Making a Program Multithreaded

2019-09-05 17:32发布

I'm making a prime number calculator, It works perfectally, but I want it to be faster through the use of multithreading. I was wondering if any of you could point me to somewhere with some resources (the python docs are not very helpful) or give me an example in my code.

import time
#Set variables
check2 = 0
check3 = 0
check5 = 0
check7 = 0
#get number
primenum = int(input("What number do you want to find out whether it is prime or not?\nIt must be a natural number\n**Calculations may take some time depending of the power of the computer and the size of the number**\n"))
#set divisor
primediv = primenum - 2
#assume it's prime until proven innocent
prime = 1
#Create variable for GUI
working = "Calculating"
work = 10000000
#set the number of divides to 0
divnum = 0
#start the clock
starttime = time.perf_counter()
#until it is not prime or divided by 1...
while prime == 1 and primediv >7:
    #does simple checks to deal with large numbers quickly
    #Does this by dividing with small numbers first
    if primenum != 0 and check2 == 0:
        primemod = primenum % 2
        check2 = 1
        print(working + ".")
        working = working +"."
    elif primenum != 0 and check3 == 0:
        primemod = primenum % 3
        check3 = 1
        print(working + ".")
        working = working +"."
    elif primenum != 0 and check5 == 0:
        primemod = primenum % 5
        check5 = 1
        print(working + ".")
        working = working + "."
    elif primenum != 0 and check7 == 0:
        primemod = primenum % 7
        check7 = 1
        print(working + ".")
        working = working + "."
    #divde and get remainder
    else:
        primemod = primenum % primediv
        #Working visuals
        if divnum == work:
            print(working + ".")
            working = working +"."
            work = work + 10000000
    #if the can't be devided evenly
    if primemod == 0:
        #then it isn't a prime
        prime = 0
    else:
        #if it can, keep going
        primediv = primediv - 2
        divnum = divnum + 1
#print results
if prime == 1:
    print("That number is prime")
    print ("It took ", time.perf_counter()-starttime, " seconds to perform that calculation\n")
else:
    print("That number is not prime")
    print ("It took ", time.perf_counter()-starttime, " seconds to perform that calculation\n")

1条回答
放我归山
2楼-- · 2019-09-05 17:55

The most popular implementations of Python (CPython and PyPy) come with a Global Interpreter Lock ("GIL"). The purpose of this is basically to simplify memory management. The effect of it is that only one thread at a time can be executing Python bytecode. So for a program that does all its calculations in Python, threading won't make it faster.

Usually the best was to make a program faster is to find a better algorithm. Look e.g. at this:

def prime_list(num):
    """Returns a list of all prime numbers up to and including num.

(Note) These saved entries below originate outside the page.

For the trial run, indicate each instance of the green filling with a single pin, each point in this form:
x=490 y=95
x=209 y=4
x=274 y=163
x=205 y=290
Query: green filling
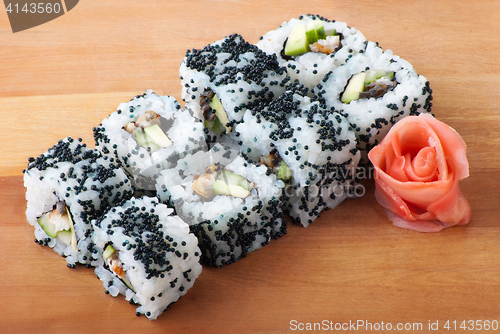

    :num: highest number to test
    :returns: a list of primes up to num

    """
    if num < 3:
        raise ValueError('this function only accepts arguments > 2')
    candidates = range(3, num+1, 2)  # (1)
    L = [c for c in candidates if all(c % p != 0 for p in range(3, c, 2))]  #(2)
    return [2] + L  # (3)

(1) Even numbers >2 can be divided by two, so they cannot be prime and need not be considered.

(2): For an odd number c to be prime, one must ensure that c modulo all previous odd numbers (p) must be non-zero.

(3): 2 is also a prime number.

A small improvement is that p only needs to go up to sqrt(c).

def prime_list2(num):
    if num < 3:
        raise ValueError('this function only accepts arguments > 2')
    candidates = range(3, num+1, 2)
    L = [c for c in candidates if all(c % p != 0 for p in
         range(3, int(math.sqrt(c))+1, 2))]
    return [2] + L

Note that I'm using list comprehensions instead of for-loops, because they are generally faster.

Finally, a kind of sieve as Adam Smith mentioned;

def prime_list3(num):
    num += 1
    candidates = range(3, num, 2)
    results = [2]
    while len(candidates):
        t = candidates[0]
        results.append(t)
        candidates = [i for i in candidates if not i in range(t, num, t)]
    return results

To see which one is faster, we need to run tests;

First for num=100.

In [8]: %timeit prime_list(100)
1000 loops, best of 3: 185 µs per loop

In [9]:  %timeit prime_list2(100)
10000 loops, best of 3: 156 µs per loop

In [10]: %timeit prime_list3(100)
1000 loops, best of 3: 313 µs per loop

Then 1000:

In [11]: %timeit prime_list(1000)
100 loops, best of 3: 8.67 ms per loop

In [12]: %timeit prime_list2(1000)
1000 loops, best of 3: 1.94 ms per loop

In [13]: %timeit prime_list3(1000)
10 loops, best of 3: 21.6 ms per loop

Then 10000;

In [14]: %timeit prime_list(10000)
1 loops, best of 3: 680 ms per loop

In [15]: %timeit prime_list2(10000)
10 loops, best of 3: 25.7 ms per loop

In [16]: %timeit prime_list3(10000)
1 loops, best of 3: 1.99 s per loop

Of these algoriths, prime_list2 seems to hold up best.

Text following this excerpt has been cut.